Whether circumstantial or chronic, lack of sleep is a real — and difficult — thing, and because this isn’t a sleep-exclusive missive, I won’t get too much into that here. But consider this a no-judgment topic. When you can, make sleep a genuine priority; a commitment to yourself, if you will. You’ll feel better, and it will be reflected in how your skin looks as well.
3. And self-care, too.
Arguably the only thing more stressful than stress itself is feeling stressed about what that stress is doing to your skin.
Stress prompts the adrenal glands to release hormones like cortisol, which aids the body’s “fight-or-flight” response to stress. But, always the overachiever, it may also contribute to inflammation and sensitivity. High levels of cortisol are also tied to worsening of conditions like rosacea, acne, and eczema.
So pick something you enjoy — exercise, meditation, massage, deep breathing — and do it regularly to alleviate stress. Or try this technique from celebrity aesthetician Renée Rouleau: Hang your head upside down for three minutes a day. “This helps to bring blood flow back to the face and makes a big difference in getting — and keeping — an inner glow.”
4. They eat fish and vegetables. Often.
“You are what you eat” is one of those clichés that’s just common sense. Eating something in the “bad” category may not result in an instant pimple, but it isn’t doing your skin any favors.

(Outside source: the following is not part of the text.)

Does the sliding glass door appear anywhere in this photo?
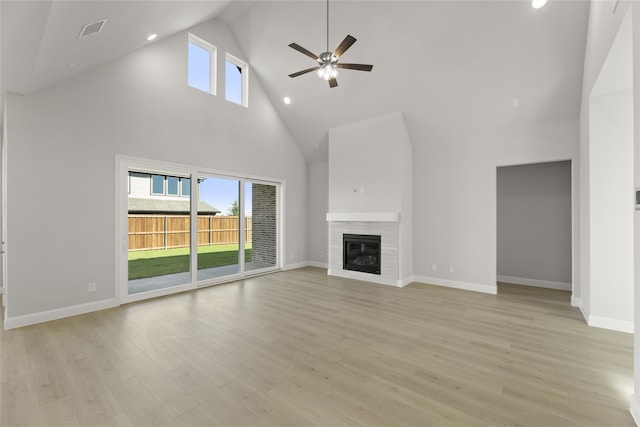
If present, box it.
[197,175,241,282]
[127,169,191,295]
[118,159,282,302]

A total nutritional overhaul isn’t a must-do here. Instead, look to the Mediterranean diet for inspiration. It incorporates healthy fats (from olive oil, nuts, and fatty fish like salmon) and antioxidants (green, leafy vegetables) — all great for your skin. Berries, too, “are loaded with vitamins, minerals, and antioxidants to slow down the aging process,” says Rouleau, who also recommends citrus fruits and broccoli as sources of vitamin C.
And lest one forget, water. You know how it’s said that feeling thirsty means your body is already dehydrated? The same must go for the skin. I personally feel drier when I don’t drink enough throughout the day, so I know it’s dulling my skin, too.
5. They use the right tools for the job.
Some skincare ingredients just work, end of story. These include vitamin C, hydroxy acids, antioxidants, and retinol, “the best-studied over-the-counter ingredient to improve the appearance of fine lines and wrinkles,” according to Zeichner.
The right type of exfoliation makes skin glow-y, not red, and helps topical products penetrate instead of simply sitting on the skin’s surface. Find an exfoliating peel and use it weekly (preferably on non-retinol days), or a gentle daily scrub to get rid of dead skin.
And as obvious as it may be, it must be said: Never go to sleep with makeup on. Though makeup-removing wipes are not not cleansing the skin, they’re not completely removing oil, dirt, and pollution that build up throughout the day either. Those things end up on your pillow and are likely rubbed into your skin as you sleep. Use a makeup remover or micellar water before washing your face, or try the double-cleansing method of cleansing oil, then face wash.
And keep this in mind when trying any new skincare product or treatment: Rouleau tells us that ultimately, the path to better skin “is a marathon, not a sprint.”